Customer feedback is the biggest driver of how we build Statsig. Lately, most of that feedback points to the same thing: teams want to use agents to work with Statsig.
Every month, more customers want to plug Statsig into Claude, Cursor, Copilot, or agents they’ve built themselves. They arrive with specific, thought-through asks: keys scoped the way their roles are scoped, review workflows their agents can participate in, API responses sized to fit a context window.
That feedback is why we’ve spent the last quarter improving our MCP, and why it felt worth writing down what we’ve learned.
In this post, I’ll walk through how I’ve seen the headless trend show up in customer requests, and how it now works for you to take a Statsig feature gate through its full lifecycle without opening a browser tab.
I work closely on Statsig’s Console, which spans the UI, our public API, and the MCP server. My ticket queue has been signaling a clear shift: requests that used to be about the UI are now about tools and schemas. People increasingly want to work through MCP.
Looking back through the customer requests, two waves are easy to pick out.
The first wave was about reading. Over a few months, a string of enterprise customers (banks, marketplaces, consumer apps) asked some version of the same question: how do I give my AI tools safe access to Statsig?
Engineers wanted their coding assistants to answer questions like “Which experiments shipped last week?” and “Is this gate on for this user?” without leaving the editor
On-call responders wanted agents to reconstruct a config’s change history during an incident
Analysts who had never touched our API wanted the same thing through whatever chat interface they already lived in
The second wave was about writing. Once teams had agents reading their Statsig data, they started asking for agents that could act, and the requests were more conservative than I expected.
One customer is building automation where an agent sets up experiments end-to-end, from hypothesis to targeting to metrics
Another asked us to guarantee that their API automation obeys the same change-review requirements a human would face in the Console UI
None of them wanted a way around review. They wanted it extended to machines.

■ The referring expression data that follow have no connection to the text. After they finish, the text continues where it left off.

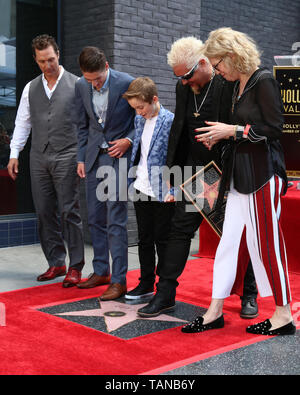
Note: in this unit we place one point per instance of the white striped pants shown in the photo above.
(260, 213)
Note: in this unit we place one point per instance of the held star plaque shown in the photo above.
(202, 190)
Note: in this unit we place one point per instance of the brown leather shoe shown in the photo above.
(52, 273)
(94, 281)
(114, 291)
(72, 278)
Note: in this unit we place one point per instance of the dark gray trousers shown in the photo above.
(55, 191)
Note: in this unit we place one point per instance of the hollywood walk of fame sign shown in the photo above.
(202, 190)
(288, 78)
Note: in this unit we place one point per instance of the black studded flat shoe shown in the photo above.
(197, 325)
(263, 328)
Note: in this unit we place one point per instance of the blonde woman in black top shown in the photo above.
(254, 174)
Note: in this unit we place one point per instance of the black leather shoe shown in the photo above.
(263, 328)
(249, 309)
(197, 325)
(156, 307)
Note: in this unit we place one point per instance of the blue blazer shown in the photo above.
(119, 121)
(157, 152)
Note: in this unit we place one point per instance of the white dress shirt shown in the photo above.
(23, 123)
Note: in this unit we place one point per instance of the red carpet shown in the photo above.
(33, 342)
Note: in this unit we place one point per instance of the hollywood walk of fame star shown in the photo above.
(210, 192)
(113, 322)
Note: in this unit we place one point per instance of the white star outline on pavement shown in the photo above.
(114, 323)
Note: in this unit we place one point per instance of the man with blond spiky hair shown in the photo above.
(200, 96)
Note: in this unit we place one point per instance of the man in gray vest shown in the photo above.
(46, 108)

Here’s what the shift actually looks like in practice. This scenario is a composite of workflows we see from customers today, using tools that are in production.
An engineer has a new checkout flow ready to go behind a flag. On Tuesday morning, instead of opening the Console UI, she asks the agent in her editor to set it up: a new feature gate, off by default, targeting internal employees first. The agent calls Create_Gate and reports back. The whole exchange takes less time than the Console UI’s login redirect, and the change is already in the audit log, attributed to her key.
The flow holds up in dogfooding, so on Wednesday, she asks for a 10% rollout. This is where it gets interesting, because her team requires review on production gate changes, and that policy applies to her agent, too. Rather than mutating the gate directly, the agent calls Create_Gate_Review with the proposed change and looks up who can approve it with Get_Gate_Eligible_Reviewers. Her teammate picks up the review, reads the diff, and approves it from his own tools, through the same MCP surface. The change commits, and the rollout starts.
I want to linger on that, because it’s the part we spent the most engineering effort on. The agent went through governance instead of routing around it. MCP enforces the same role checks as the Console UI. A read-only key can inspect a review but can’t approve one. If your org requires review for a change, an agent proposing that change lands in the same queue a human would.
Thursday is monitoring: our engineer asks how the gate is doing, the agent pulls Get_Gate_Results, and the numbers hold: exposures growing, error rates flat, checkout conversion slightly up. The ramp to 50% and then 100% goes through the same propose-review-commit loop, each step costing her a sentence.
By the following week, the feature is fully launched, and the flag is dead weight. She tells the agent to clean it up. It confirms the gate’s launch state and kicks off Start_Gate_Code_Cleanup to strip the stale flag checks out of the codebase.
One feature: gated, reviewed, ramped, measured, launched, and cleaned up. Console UI visits: zero. Audit gaps: also zero.
And like I said, this is all using tool calls that are in production. You can try this out yourself!
For a growing set of teams, the UI is becoming one client among several. It is the place you go for deep exploration, not the place every change has to start. Setting up a new feature gate is increasingly something users hand to an agent.
And the teams pushing us hardest are the ones building AI products themselves, using agents to run experiments on their agents. Their expectations pull the whole Statsig product forward: cleaner schemas, leaner responses, richer state, and guardrails that treat machine-initiated changes as first-class citizens.
Feature gates were always about closing the gap between deciding to ship and shipping. Wiring Statsig into your agents shrinks that gap even further. If you want to see for yourself, connect the Statsig MCP server to whatever assistant you already use and ask what shipped last week.